その図書館と併設しているのが、アンブロジアーナ絵画館です。
見た目はこじんまりとしていますが、中に入るとイタリアのルネサンス期の黄金時代を彩った、レオナルド・ダ・ヴィンチやラファエロ、カラヴァッジョにボッティチェリ、ティツィアーノなどのそうそうたる画家たちの作品が飾られています。
特にレオナルド・ダ・ヴィンチの「音楽家の肖像」は、彼の生涯で10数点しかない作品の1つとして大変貴重なものです。
またアンブロジアーナ絵画館は、順路通りに進むと最後にサラ・フェデリチアーナ(Sala Federiciana)というかつての図書館の一部を展示室に改築したエリアに出るのですが、そこにはダ・ヴィンチが40年間ほど書き綴った「アトランティコ手稿」の一部が展示されています。
その内容は数学や植物学、動物学に始まり、天文学、幾何学、土木工学、軍事兵器技術などの走り書きや精緻なデッサンが直筆で描かれたもので、ダ・ヴィンチの天才ぶりがうかがい知れるものです。
アンブロジアーナ絵画館は単なる絵画の展示場所というだけではありません。
フレスコ画やステンドグラス、古代図書館といった要素を組み合わされ、中庭にはダンテの神曲のワンシーンからインスピレーションを受けたとされる彫刻が立ち並ぶなど、その空間自体が計算され、アートとしてデザインされています。
静かで趣のある展示室は、じっくり見て回ると二時間ほどは必要。しかしイタリアでこれほどのランクの収蔵品がある美術館としては、驚くほど空いているのも特徴です。
チケットはオンラインでも購入できますが、現地購入でもほとんどの場合は問題ありません。さらに以前は写真撮影が禁止されていましたが、現在はフラッシュをたかなければ、スマートフォンなどでの撮影が許されています。
ゆったりと落ち着いた空間で美術鑑賞をしたいという方にオススメしたい、ミラノの穴場の絵画館です。
ちなみに絵画館のチケットで図書館も入場可能ですが、開館日と営業時間が違うのに注意!
絵画館は水曜定休の10時から18時まで。
夏季休暇やクリスマス休暇など変則的な休館日もありますので、訪れる際は公式サイトなどでご確認ください。

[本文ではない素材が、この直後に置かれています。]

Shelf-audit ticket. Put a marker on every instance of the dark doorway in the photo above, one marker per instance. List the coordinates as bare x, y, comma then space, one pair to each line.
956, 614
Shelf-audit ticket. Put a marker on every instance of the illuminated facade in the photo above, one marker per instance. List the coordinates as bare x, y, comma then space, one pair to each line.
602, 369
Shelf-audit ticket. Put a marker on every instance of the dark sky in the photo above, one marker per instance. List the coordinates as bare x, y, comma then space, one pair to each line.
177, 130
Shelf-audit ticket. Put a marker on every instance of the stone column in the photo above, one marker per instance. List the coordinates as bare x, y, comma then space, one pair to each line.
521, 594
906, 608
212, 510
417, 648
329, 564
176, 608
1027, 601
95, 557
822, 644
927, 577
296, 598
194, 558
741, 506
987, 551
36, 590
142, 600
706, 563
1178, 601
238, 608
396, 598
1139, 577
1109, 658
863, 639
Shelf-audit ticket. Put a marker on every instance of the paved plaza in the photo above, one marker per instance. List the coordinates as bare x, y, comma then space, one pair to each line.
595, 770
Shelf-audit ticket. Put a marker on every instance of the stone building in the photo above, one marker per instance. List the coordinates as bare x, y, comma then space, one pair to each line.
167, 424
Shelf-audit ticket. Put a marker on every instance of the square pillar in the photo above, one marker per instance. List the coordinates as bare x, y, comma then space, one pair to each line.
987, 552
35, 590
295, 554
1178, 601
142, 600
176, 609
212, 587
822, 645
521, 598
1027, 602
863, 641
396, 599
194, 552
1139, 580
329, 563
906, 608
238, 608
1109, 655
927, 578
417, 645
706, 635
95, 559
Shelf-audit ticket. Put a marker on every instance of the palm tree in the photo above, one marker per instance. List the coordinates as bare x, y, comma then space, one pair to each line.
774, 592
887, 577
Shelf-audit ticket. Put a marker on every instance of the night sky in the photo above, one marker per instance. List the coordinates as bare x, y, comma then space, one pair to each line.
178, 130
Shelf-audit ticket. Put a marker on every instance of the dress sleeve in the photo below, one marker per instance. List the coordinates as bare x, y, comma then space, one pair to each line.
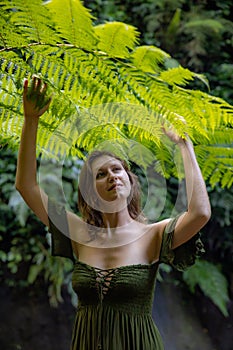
183, 256
58, 227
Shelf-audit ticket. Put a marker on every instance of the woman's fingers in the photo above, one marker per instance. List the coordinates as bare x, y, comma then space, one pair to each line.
35, 100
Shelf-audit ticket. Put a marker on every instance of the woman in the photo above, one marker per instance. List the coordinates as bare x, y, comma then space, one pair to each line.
116, 254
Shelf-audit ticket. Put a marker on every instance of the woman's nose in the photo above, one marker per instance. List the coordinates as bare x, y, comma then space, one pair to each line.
111, 175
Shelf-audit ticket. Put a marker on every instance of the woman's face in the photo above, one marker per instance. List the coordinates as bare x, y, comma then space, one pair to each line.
110, 179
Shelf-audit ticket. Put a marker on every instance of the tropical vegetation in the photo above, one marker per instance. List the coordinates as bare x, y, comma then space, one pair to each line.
108, 91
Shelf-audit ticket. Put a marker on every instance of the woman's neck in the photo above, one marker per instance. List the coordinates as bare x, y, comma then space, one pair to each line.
114, 220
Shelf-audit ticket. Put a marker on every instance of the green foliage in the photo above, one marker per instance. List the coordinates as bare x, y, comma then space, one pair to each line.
24, 242
87, 66
211, 281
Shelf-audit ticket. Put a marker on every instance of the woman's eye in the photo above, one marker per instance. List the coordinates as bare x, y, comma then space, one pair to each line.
99, 175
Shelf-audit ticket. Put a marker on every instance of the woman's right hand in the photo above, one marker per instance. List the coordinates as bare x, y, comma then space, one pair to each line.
35, 100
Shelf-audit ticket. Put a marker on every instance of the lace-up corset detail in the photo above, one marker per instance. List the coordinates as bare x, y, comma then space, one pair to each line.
103, 280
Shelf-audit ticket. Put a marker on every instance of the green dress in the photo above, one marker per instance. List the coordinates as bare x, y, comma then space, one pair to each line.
115, 305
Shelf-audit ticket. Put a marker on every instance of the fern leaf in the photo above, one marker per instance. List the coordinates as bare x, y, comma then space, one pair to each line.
73, 22
211, 281
148, 58
116, 38
32, 20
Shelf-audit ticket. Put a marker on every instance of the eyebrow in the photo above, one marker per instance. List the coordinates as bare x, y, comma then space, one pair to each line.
117, 163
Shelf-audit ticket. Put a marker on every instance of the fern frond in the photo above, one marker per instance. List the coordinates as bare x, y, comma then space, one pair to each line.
116, 38
32, 20
211, 281
148, 58
74, 23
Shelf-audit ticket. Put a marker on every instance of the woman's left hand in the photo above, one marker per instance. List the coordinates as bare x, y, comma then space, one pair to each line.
169, 132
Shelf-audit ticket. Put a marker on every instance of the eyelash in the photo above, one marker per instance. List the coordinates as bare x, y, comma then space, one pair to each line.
116, 169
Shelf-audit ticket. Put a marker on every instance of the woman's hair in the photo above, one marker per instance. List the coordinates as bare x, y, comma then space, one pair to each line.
87, 196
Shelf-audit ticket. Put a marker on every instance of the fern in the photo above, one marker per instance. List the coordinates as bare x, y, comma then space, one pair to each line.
211, 281
116, 39
105, 87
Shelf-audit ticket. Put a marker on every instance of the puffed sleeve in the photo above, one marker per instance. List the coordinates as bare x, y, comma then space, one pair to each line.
58, 227
183, 256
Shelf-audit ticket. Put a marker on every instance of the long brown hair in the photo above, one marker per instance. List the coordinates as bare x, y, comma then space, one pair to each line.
87, 195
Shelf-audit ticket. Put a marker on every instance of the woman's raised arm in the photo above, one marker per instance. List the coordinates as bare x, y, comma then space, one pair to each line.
198, 209
35, 103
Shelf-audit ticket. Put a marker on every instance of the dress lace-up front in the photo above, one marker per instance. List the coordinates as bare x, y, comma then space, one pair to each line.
115, 305
103, 280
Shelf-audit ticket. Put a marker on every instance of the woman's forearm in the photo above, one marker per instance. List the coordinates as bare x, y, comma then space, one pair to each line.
197, 197
26, 165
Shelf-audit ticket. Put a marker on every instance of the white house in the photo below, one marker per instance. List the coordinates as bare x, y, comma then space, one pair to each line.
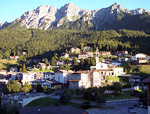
28, 77
14, 57
63, 76
51, 83
96, 79
74, 50
49, 75
65, 55
80, 79
87, 48
117, 70
141, 58
82, 56
85, 79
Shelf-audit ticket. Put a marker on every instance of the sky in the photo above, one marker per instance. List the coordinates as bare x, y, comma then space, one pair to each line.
12, 9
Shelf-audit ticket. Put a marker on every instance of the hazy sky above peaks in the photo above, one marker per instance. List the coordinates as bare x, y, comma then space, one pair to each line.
12, 9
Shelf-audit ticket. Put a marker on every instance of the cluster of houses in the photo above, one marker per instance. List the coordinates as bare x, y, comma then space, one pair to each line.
79, 79
94, 77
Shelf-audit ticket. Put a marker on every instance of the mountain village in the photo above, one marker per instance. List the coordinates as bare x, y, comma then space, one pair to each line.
104, 73
70, 60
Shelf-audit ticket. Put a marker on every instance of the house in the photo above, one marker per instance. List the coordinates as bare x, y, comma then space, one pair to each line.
74, 50
65, 55
59, 63
14, 69
85, 79
107, 69
48, 75
90, 54
3, 72
95, 78
63, 76
121, 53
66, 109
41, 65
105, 53
141, 58
14, 57
135, 82
51, 83
82, 56
12, 75
3, 82
87, 48
69, 63
134, 79
79, 79
28, 77
117, 70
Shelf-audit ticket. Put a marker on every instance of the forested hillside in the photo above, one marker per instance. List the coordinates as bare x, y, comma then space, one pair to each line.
41, 43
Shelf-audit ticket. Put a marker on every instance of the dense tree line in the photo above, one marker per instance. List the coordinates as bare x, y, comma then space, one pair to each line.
41, 43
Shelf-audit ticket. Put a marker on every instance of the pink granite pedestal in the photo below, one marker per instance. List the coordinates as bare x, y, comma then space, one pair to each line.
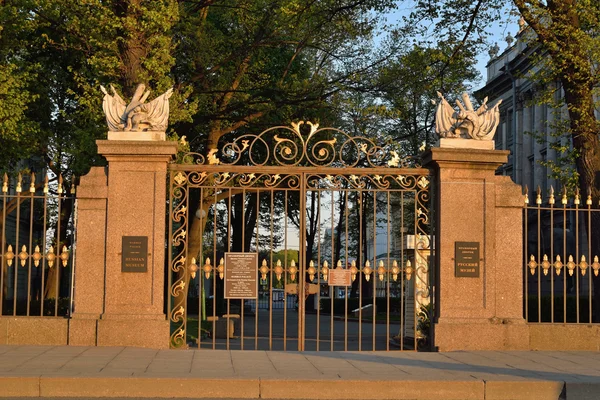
475, 205
132, 303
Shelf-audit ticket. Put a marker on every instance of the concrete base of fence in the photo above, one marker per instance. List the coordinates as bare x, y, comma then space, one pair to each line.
482, 335
564, 337
34, 330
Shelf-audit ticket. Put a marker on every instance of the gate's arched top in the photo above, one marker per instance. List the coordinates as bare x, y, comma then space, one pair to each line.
303, 143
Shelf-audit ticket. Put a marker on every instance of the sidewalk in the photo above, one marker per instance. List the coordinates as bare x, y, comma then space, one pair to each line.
54, 371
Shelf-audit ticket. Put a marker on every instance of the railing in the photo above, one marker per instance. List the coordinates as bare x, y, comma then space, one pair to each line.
561, 250
36, 246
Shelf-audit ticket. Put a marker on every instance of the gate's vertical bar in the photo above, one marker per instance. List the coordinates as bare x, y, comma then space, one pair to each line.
588, 202
402, 264
538, 202
374, 277
387, 275
285, 269
32, 196
577, 256
3, 242
257, 252
44, 244
526, 252
332, 288
214, 267
201, 283
564, 203
346, 258
272, 205
361, 266
58, 229
551, 201
17, 249
302, 262
229, 221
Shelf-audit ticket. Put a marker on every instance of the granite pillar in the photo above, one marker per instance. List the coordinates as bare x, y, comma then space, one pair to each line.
92, 195
132, 311
483, 312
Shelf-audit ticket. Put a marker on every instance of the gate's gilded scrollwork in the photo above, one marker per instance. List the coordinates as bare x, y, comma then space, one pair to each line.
323, 160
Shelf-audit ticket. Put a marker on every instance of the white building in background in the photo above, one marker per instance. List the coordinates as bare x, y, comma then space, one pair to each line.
520, 116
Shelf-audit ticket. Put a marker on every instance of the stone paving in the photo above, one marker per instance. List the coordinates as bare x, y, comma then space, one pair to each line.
69, 371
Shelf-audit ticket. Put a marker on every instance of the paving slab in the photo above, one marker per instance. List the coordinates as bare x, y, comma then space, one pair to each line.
124, 372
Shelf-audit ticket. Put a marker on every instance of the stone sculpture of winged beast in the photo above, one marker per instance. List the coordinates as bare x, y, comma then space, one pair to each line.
137, 115
467, 122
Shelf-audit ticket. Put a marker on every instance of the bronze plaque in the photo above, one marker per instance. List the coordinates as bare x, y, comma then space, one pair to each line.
134, 254
466, 259
241, 275
340, 277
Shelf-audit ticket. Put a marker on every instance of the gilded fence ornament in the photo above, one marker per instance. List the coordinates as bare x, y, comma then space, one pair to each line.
583, 265
395, 270
571, 265
467, 122
367, 270
353, 270
138, 115
303, 143
10, 255
325, 270
596, 265
532, 264
23, 255
558, 265
408, 270
311, 270
293, 270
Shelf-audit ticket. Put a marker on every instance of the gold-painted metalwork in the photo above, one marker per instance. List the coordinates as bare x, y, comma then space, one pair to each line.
293, 270
325, 270
408, 270
264, 270
10, 255
532, 264
37, 256
64, 256
278, 270
60, 188
274, 171
571, 265
596, 266
545, 264
23, 255
381, 270
583, 265
193, 268
558, 265
32, 183
311, 270
353, 270
180, 178
367, 271
221, 268
19, 188
5, 184
395, 270
207, 268
51, 257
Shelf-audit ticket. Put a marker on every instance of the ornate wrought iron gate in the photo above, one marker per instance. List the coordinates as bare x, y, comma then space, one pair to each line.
307, 211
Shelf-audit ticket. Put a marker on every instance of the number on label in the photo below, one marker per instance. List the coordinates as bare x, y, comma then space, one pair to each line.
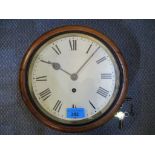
45, 94
92, 104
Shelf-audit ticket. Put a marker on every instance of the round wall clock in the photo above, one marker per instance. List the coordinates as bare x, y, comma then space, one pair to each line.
73, 78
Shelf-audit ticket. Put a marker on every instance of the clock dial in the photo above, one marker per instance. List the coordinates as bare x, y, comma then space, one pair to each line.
73, 78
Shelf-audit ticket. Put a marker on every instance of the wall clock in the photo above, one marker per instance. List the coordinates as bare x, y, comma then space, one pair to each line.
73, 78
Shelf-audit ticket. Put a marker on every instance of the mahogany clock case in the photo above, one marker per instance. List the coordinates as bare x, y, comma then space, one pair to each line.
23, 78
135, 38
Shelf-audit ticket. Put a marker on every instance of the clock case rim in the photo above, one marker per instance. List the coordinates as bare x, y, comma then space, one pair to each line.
23, 83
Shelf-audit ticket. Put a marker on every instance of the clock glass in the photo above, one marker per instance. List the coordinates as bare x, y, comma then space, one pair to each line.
73, 78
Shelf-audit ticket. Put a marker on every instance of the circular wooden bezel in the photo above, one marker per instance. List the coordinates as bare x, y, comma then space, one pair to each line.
56, 125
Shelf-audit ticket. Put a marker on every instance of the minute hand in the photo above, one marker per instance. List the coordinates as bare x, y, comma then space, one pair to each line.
87, 61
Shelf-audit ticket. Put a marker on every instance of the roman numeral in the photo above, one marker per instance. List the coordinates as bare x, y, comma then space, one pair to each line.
92, 104
45, 94
57, 106
89, 48
56, 49
101, 60
41, 78
73, 44
106, 76
103, 92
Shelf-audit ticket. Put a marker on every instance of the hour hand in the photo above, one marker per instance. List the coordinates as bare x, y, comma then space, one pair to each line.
55, 66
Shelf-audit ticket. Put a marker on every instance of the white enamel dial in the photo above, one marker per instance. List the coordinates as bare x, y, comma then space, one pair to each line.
73, 78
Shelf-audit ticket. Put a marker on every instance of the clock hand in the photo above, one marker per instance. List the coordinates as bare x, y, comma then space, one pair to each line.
87, 61
56, 66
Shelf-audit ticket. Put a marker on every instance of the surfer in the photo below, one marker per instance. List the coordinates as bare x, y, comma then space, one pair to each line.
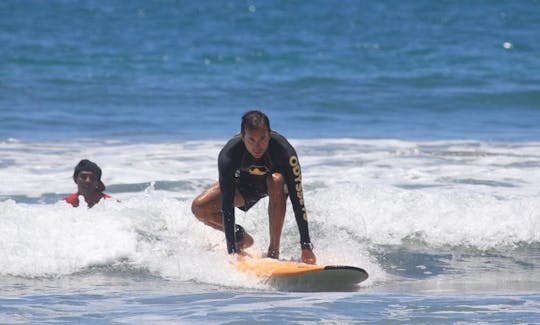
254, 164
87, 176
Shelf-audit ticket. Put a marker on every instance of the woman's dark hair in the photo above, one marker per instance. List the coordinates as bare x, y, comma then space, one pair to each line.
253, 120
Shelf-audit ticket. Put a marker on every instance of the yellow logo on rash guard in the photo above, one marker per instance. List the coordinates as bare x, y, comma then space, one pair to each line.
258, 170
293, 162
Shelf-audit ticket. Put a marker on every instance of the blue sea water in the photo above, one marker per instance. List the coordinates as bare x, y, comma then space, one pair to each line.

図書館は土日定休の9時(観光客は10時)から16時50分まで開館しています。
住所 | Piazza Pio XI, 2, 20123 Milano MI, イタリア |
営業時間 | 10時から18時00分まで 水曜定休 |
入場料金 |
15ユーロ (5歳まで無料・6~14歳は5ユーロ・15~18歳、大学生は10ユーロ・65歳以上は13ユーロ) |
ミラノ市立近代美術館(ミラノ)
引用:https://commons.wikimedia.org/wiki/File:La_Galleria_d%27Arte_Moderna_di_Milano_GAM_al_tramonto.jpg
イタリアでは中世・ルネサンス期の名作がいくつも見られるのは有名ですが、意外にも近世以降の作品はあまり見ることができません。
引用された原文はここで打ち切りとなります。